As the crusaders marched across Asia Minor, there is little attack from Muslim Turks. The weaker rulers did not attempt an attack as the strong reputation that the Crusaders had gain from battles and victories such of that at Dorylaeum, made it very off putting. Then the stronger rulers remained as passive observers, such as that of the situation in which the Fatimids had advanced into Palestine, so the Sunn’i Muslims, as a direct result of Muslim diffractions, did not attack the crusaders so that they would meet with the Shi’ia Muslims in battle, hopefully bringing about their defeat. Here it is obvious that Muslim disunity no doubt contributed to the success of the First Crusade.
Ridwan of Aleppo brought his army to aid the city when surrounded by the crusaders, only for it to be ambushed by them in February 1098, as the army of his brother Kerbogha of Mosul approached. There was a disunity apparent within the siblings themselves, even within the intention of them travelling to Antioch. Kerbogha insisted on attempting a siege of the city, as it seemed that he believed if he conquered Antioch he’d have a chance of taking control of the throne of the Abbasid Caliphate in Baghdad, where the political system was in turmoil.
It resulted in a full attack with the Franks who had by this time taken over the city, in which as it moved as an advantage to the crusaders, the Muslims abandoned the losing battle. Although Kerbogha’s army was built up of an impressive size, it still had a very fatal weakness; a lack of one Muslim leader. It was built up of many Syrian amirs’, which none of them wanted to see Mosul establish a somewhat control over them, which was the aim of Kerbogha, which resulted in there being many conspiracies against his leadership.

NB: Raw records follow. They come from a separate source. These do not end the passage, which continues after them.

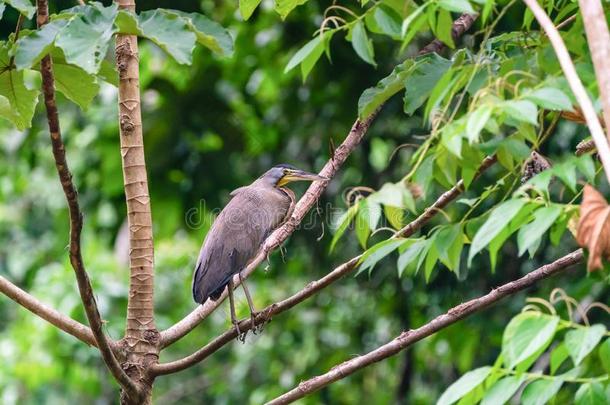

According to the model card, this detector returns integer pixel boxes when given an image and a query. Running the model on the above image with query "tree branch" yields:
[267,249,583,405]
[160,14,478,348]
[523,0,610,182]
[36,0,136,398]
[150,155,496,376]
[0,276,97,346]
[579,0,610,134]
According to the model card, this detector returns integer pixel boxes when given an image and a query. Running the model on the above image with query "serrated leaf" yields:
[466,105,493,144]
[274,0,307,20]
[502,100,538,125]
[517,204,562,256]
[351,20,377,66]
[438,0,475,14]
[358,59,415,119]
[239,0,261,21]
[524,87,572,111]
[356,239,405,275]
[436,366,493,405]
[55,3,118,74]
[138,10,197,65]
[15,19,69,70]
[173,10,233,56]
[2,0,36,19]
[502,311,559,369]
[481,376,525,405]
[468,199,525,266]
[574,382,608,405]
[564,324,606,366]
[0,46,38,130]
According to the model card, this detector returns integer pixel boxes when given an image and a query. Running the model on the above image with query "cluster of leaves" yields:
[437,297,610,405]
[0,0,233,129]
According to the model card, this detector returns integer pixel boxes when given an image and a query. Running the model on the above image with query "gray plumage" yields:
[193,165,294,304]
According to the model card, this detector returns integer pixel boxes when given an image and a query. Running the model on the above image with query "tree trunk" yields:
[116,0,159,398]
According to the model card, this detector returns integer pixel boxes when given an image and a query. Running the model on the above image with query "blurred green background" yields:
[0,0,607,404]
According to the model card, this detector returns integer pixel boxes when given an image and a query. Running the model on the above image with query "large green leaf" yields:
[55,3,118,74]
[15,19,69,70]
[436,367,493,405]
[239,0,261,20]
[2,0,36,19]
[517,204,562,256]
[468,199,525,265]
[351,20,377,66]
[138,9,197,64]
[274,0,307,20]
[502,311,559,368]
[0,45,38,130]
[564,324,606,366]
[481,376,525,405]
[358,59,415,118]
[404,54,451,115]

This situation was an example of the problems encountered by the Turks in the lack of one Muslim leader.
The diffraction and misjudgement between the Muslims themselves was not the only factor that can be attributed to the success of the First Crusade, rather many other factors contributed to the victories such as that of the strength and skill of the crusading force. There was a strong sense of religious morality within the success of the Crusade, especially in the form of individual beliefs. In that Religion was one of the significant motivation for people to join the crusade, it is unsurprising that many felt that the success was down to “God’s will”, which is particularly apparent in the siege of Antioch in 1098. Byzantine help was also important in helping the crusaders among their journey. Without the help of the Byzantine Empire and the army travelling with them, the crusaders would never have made it across Asia Minor.
Even if the forces of the First Crusade were far from what Alexius had anticipated, he was determined to use them to help win back what was the Byzantine Empire. Extracting oaths from the principal figures that any conquests would be handed over to him, he provided supplies, additional troops and targets. There is also a great importance in the strength and power of the Crusaders aiding success. An example of this was at the Damascus, where it was in fact the skill and underestimation of the crusaders that won the battle. The experienced leadership of some of the crusaders, such as that of Bohemond and Raymond of Toulouse also had an important impact on determining a great success. A combination of their skill and knowledge, and ability to inspire their men proved successful in their intentions.
It seems that Muslim disunity and later the lack of preparation of the Fatimids when they had to defend Jerusalem, certainly contributed to the success’ of the Crusade and was perhaps the most significant factor. However it seems crusading historiography has tended to overlook the part played by the crusaders in their own victory. That victory was achieved by a combination of determination, religious conviction and leadership which was crucial in holding the army together alongside intelligent strategy and skill in fighting.